The Company intends to use the net proceeds of the Financing for the exploration and development of its Golden Meadows Project in central Idaho, and for general working capital purposes. The aggregate net proceeds of the Financing are estimated to bring the Company’s current cash balance to approximately C$25.0 million, which is currently anticipated to be sufficient to fund the Company’s activities, including the on-going exploration and evaluation of the Golden Meadows Project and general working capital, into 2016.
This news release does not constitute an offer to sell or the solicitation of an offer to buy, nor shall there be any sale of these securities, in any jurisdiction in which such offer, solicitation or sale would be unlawful prior to registration or qualification under the securities laws of such jurisdiction.

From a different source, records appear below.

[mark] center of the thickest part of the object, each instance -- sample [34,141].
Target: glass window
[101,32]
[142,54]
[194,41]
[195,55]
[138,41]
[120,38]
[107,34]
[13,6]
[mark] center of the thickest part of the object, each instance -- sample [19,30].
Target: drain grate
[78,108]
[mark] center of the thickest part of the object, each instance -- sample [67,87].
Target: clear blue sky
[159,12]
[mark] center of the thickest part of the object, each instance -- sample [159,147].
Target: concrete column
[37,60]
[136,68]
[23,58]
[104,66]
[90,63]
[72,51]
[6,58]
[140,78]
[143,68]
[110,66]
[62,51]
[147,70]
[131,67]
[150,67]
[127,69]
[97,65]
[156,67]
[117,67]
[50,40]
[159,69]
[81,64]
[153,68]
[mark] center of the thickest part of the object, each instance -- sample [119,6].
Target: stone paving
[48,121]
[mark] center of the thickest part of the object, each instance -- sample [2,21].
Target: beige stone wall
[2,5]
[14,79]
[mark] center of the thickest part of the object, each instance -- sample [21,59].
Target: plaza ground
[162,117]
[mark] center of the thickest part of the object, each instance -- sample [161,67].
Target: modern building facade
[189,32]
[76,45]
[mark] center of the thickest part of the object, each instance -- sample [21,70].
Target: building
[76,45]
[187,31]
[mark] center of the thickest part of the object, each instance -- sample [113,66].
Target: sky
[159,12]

The securities have not been and will not be registered under the United States Securities Act of 1933, as amended (the “U.S. Securities Act”), or any state securities laws and may not be offered or sold within the United States or to, or for the account or benefit of, “U.S. persons,” as such term is defined in Regulation S under the U.S. Securities Act, unless an exemption from such registration is available.
About Midas Gold and the Golden Meadows Project
Midas Gold Corp., through its wholly owned subsidiaries Midas Gold, Inc. and Idaho Gold Resources, LLC, is focused on the exploration and evaluation of their gold-antimony-silver deposits in the Stibnite-Yellow Pine district of central Idaho that are encompassed by its Golden Meadows Project.

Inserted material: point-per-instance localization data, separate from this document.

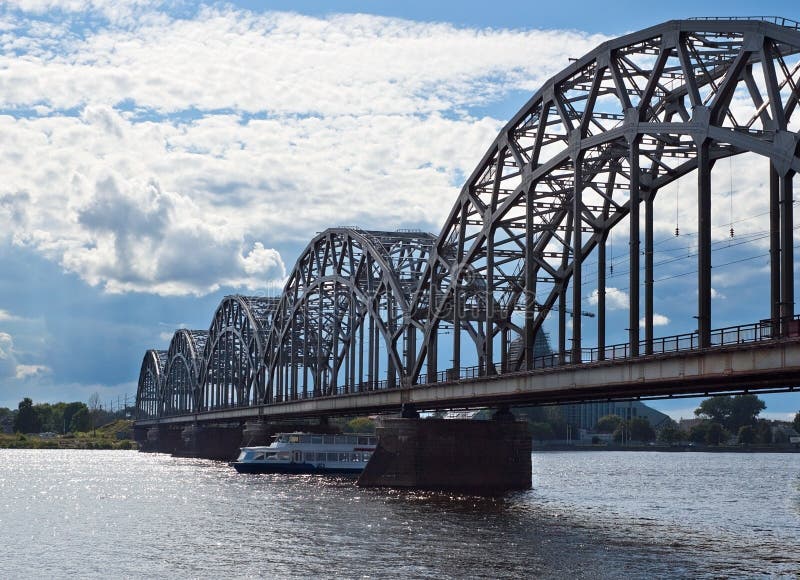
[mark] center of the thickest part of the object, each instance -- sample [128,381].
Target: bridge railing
[732,335]
[779,20]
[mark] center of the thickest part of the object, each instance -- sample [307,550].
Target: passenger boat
[308,453]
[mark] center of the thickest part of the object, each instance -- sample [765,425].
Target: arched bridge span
[587,156]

Forward-Looking Statements
Statements contained in this news release that are not historical facts are “forward-looking information” or “forward-looking statements” (collectively, “Forward-Looking Information”) within the meaning of applicable Canadian securities legislation and the United States Private Securities Litigation Reform Act of 1995. Forward Looking Information includes, but is not limited to, disclosure regarding possible events, conditions or financial performance that is based on assumptions about future economic conditions and courses of action; and expected use of proceeds and business objectives. In certain cases, Forward-Looking Information can be identified by the use of words and phrases such as “anticipates”, “expects”, “understanding”, “has agreed to” or variations of such words and phrases or statements that certain actions, events or results “would”, “occur” or “be achieved”. Certain disclosure in this news release, including statements regarding the intended use of proceeds from the Financing and the sufficiency of such proceeds to fund the Company’s activities, including the on-going exploration and evaluation of the Golden Meadows Project and general working capital, may constitute “forward-looking information”. Although Midas Gold has attempted to identify important factors that could affect Midas Gold and may cause actual actions, events or results to differ materially from those described in Forward-Looking Information, there may be other factors that cause actions, events or results not to be as anticipated, estimated or intended, including, without limitation, unforeseen circumstances that may cause the costs associated with the ongoing exploration and evaluation of the Golden Meadows Project to be higher than management’s expectations; fluctuations in metal prices; and permitting requirements and restraints. There can be no assurance that Forward-Looking Information will prove to be accurate, as actual results and future events could differ materially from those anticipated in such statements. Accordingly, readers should not place undue reliance on Forward-Looking Information. Except as required by law, Midas Gold does not assume any obligation to release publicly any revisions to Forward-Looking Information contained in this news release to reflect events or circumstances after the date hereof or to reflect the occurrence of unanticipated events.